Best practises for collecting metrics and statistics #1542

thomaseizinger · 2022-03-02T03:27:06Z

thomaseizinger
Mar 2, 2022

This discussion is meant to serve as a place where we can collect ideas around how to best collect metrics. I'll create a separate thread for each problem to not clutter things too much. I believe the current state of affairs is worth improving.

I think it will beneficial in overall maintenance if we can push as much as possible into prometheus instead of requiring another daemon to collect those metrics.

For example, avoiding database queries for metrics
- allows us to reduce the code in our application that we need to maintain
- improves the performance of the application
Avoiding a dedicated program for collecting metrics gives us more flexibility in what we want to monitor. If aggregation of values (such as closed position size) happens in a dedicated program, then changing our dashboard may requires changing and re-deployment of an application. If we on the contrary define metrics in the actual binary, we have more flexibility in which queries we write and can change those without changing the code.

thomaseizinger · 2022-03-02T03:32:38Z

thomaseizinger
Mar 2, 2022
Author

Time series vs. accumulated metrics

Problem definition

Metrics as per definition of prometheus are time-series data, meaning that they record the value of something at specific points in time and persist that value. An easy to understand example is the temperature measured by a sensor. This value changes over time (can go up and down, thus best modeled by a gauge) and most importantly, historical values don't affect future values.

Looking at our current dashboard, most of what we are interested in doesn't naturally fit this definition. For example, the total open position size is an accumulated value that changes with every CFD. Technically it fits the definition of a gauge. However, metrics are reset to 0 on startup.

Possible solutions

Query the database

We can either query the database from within the maker binary or if we decide to go for something like postgres, we can externally query the DB. This allows us to define an accumulated metric that can be set to the original value on startup.

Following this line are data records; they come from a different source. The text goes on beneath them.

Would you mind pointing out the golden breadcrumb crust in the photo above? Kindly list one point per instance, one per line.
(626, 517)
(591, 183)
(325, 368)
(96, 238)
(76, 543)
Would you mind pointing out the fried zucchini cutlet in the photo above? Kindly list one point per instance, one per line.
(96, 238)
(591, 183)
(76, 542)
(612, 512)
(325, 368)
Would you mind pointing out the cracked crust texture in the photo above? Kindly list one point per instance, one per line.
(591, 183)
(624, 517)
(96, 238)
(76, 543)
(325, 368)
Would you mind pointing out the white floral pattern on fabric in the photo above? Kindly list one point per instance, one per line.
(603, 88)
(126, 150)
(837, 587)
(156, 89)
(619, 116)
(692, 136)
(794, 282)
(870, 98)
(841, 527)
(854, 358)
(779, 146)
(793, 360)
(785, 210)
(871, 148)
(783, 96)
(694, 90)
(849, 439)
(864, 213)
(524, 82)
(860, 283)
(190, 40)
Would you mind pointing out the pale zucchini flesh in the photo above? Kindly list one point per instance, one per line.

Use prometheus queries to accumulate data

At least for counters, we can use the increase() function to accumulate the value of a counter even across restarts. This takes care of resets to 0 by measuring, how much the counter value increased and also allows you to compute a total. See more here: siimon/prom-client#364

Unfortunately, this does not work for gauges as per the documentation.

Initialize the gauge on startup with the correct value from the DB

This should work but feels hacky. Metrics are by design in-memory in prometheus so there should be a way of handling these resets in a general way.

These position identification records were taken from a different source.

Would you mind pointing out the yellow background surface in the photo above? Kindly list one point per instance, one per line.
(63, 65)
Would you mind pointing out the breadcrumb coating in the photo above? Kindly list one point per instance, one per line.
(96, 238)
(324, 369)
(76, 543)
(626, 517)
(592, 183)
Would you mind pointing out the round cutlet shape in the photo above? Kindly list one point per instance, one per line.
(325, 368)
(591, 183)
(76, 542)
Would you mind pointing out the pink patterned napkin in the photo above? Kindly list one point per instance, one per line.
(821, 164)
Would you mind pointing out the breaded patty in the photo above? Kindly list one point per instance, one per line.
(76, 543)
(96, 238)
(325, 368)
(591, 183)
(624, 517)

Use two counters (total position size and closed position size)

These two counters could use increase() do deal with resets and the total open position size would the simply be the difference between the two.

2 replies

thomaseizinger Mar 2, 2022
Author

This comment is interesting:

That also seems like it would require setting your Prometheus retention period to "forever".

That's a bit of a different use case, and out of scope for Prometheus. If you want a perfect count of how many times something has happened ever, logs are usually the appropriate solution. Prometheus works over arbitrary time periods of a specified duration, not unbounded time periods.

thomaseizinger Mar 2, 2022
Author

As documented in this talk, we may be able to use sum on a gauge to mask resets.

However, the important thing to consider here is that prometheus will always just operate on the specified time-scale. This means that if you choose a too short time-scale, we may not see the aggregate of all values? I am not sure about this, will see to test it out!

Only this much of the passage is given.